Is SAP GUI still available in S/4HANA?

Yes, for backward compatibility. Many organisations run SAP GUI alongside Fiori during migration. But SAP’s investment is entirely in Fiori. New features appear in Fiori first, and some are Fiori-only. Plan to transition users to Fiori within 12-18 months of go-live.

What happens to SAP BW when I move to S/4HANA?

S/4HANA’s embedded analytics handle operational reporting that previously required BW. But BW (now BW/4HANA) still has a role for cross-system analytics, historical reporting, and complex data transformations. Most organisations reduce their BW footprint rather than eliminating it entirely.

Do I need to retrain all users?

Yes, but the effort is lower than you’d expect. Fiori’s design means basic navigation is fairly self-explanatory. Budget 2-4 hours of Fiori training per user.
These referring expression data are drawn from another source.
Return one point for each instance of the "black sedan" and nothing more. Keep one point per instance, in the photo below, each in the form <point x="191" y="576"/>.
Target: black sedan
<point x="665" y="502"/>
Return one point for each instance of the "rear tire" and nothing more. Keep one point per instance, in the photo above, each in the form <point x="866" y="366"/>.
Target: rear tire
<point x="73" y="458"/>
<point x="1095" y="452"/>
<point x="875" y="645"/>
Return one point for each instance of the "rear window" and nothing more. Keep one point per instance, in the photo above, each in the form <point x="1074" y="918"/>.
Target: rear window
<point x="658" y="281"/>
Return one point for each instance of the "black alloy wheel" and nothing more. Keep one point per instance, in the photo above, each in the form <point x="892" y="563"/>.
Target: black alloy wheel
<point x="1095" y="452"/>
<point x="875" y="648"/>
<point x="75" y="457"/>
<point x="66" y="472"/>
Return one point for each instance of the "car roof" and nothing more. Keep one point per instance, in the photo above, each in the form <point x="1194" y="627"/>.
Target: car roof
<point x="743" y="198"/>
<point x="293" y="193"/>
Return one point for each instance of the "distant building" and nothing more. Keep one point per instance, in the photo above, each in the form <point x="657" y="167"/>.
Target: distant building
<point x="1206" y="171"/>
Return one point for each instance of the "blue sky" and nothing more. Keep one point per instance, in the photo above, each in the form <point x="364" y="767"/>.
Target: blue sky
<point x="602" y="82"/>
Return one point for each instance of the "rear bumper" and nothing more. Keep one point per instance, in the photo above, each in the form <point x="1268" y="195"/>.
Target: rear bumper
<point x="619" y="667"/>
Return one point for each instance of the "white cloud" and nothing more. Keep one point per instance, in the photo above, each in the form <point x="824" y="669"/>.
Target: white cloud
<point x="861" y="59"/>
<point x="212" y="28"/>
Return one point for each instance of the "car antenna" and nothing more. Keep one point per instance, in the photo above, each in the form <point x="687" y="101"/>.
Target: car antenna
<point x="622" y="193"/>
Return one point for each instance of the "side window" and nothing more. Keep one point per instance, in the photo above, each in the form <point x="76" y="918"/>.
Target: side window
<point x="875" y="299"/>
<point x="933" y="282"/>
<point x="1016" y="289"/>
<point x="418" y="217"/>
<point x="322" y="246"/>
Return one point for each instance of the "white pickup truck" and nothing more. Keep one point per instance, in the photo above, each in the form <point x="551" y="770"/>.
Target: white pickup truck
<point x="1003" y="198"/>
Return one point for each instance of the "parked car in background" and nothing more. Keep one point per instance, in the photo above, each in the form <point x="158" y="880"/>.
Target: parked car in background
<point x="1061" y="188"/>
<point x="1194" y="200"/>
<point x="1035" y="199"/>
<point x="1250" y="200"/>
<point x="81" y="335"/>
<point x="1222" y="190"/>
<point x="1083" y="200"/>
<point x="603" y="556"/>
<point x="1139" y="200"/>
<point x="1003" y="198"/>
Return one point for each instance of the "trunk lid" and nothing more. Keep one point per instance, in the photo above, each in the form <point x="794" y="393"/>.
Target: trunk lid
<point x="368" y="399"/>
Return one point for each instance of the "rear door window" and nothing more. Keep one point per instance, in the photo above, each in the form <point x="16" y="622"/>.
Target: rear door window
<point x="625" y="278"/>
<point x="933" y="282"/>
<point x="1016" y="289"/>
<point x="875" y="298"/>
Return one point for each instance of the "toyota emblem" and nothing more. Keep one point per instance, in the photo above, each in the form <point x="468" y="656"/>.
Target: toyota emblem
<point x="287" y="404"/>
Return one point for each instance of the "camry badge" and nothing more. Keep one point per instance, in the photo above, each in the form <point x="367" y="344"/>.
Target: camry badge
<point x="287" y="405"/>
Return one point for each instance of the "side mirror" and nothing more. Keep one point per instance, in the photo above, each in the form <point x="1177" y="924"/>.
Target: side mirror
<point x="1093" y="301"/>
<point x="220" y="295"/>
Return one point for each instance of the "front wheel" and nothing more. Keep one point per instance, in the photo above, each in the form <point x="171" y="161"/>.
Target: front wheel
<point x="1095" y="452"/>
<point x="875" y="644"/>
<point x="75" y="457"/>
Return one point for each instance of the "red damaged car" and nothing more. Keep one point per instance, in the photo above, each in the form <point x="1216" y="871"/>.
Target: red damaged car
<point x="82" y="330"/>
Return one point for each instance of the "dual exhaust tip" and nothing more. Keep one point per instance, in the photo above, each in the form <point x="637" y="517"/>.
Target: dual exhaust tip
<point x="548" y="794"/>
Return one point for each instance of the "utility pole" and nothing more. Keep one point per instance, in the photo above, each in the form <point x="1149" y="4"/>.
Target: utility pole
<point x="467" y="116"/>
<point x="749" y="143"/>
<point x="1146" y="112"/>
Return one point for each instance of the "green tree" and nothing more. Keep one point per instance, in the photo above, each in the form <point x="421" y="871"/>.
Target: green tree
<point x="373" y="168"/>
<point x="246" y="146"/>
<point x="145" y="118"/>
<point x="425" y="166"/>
Power users and admins need more: typically 1-2 days covering the Launchpad, app configuration, and embedded analytics.

What’s the minimum hardware requirement for S/4HANA?

S/4HANA requires SAP HANA database. No alternative databases are supported. For on-premise: certified HANA appliances from vendors like Dell, HP, or Lenovo. Minimum sizing depends on data volume and user count. For cloud: RISE with SAP handles infrastructure sizing automatically.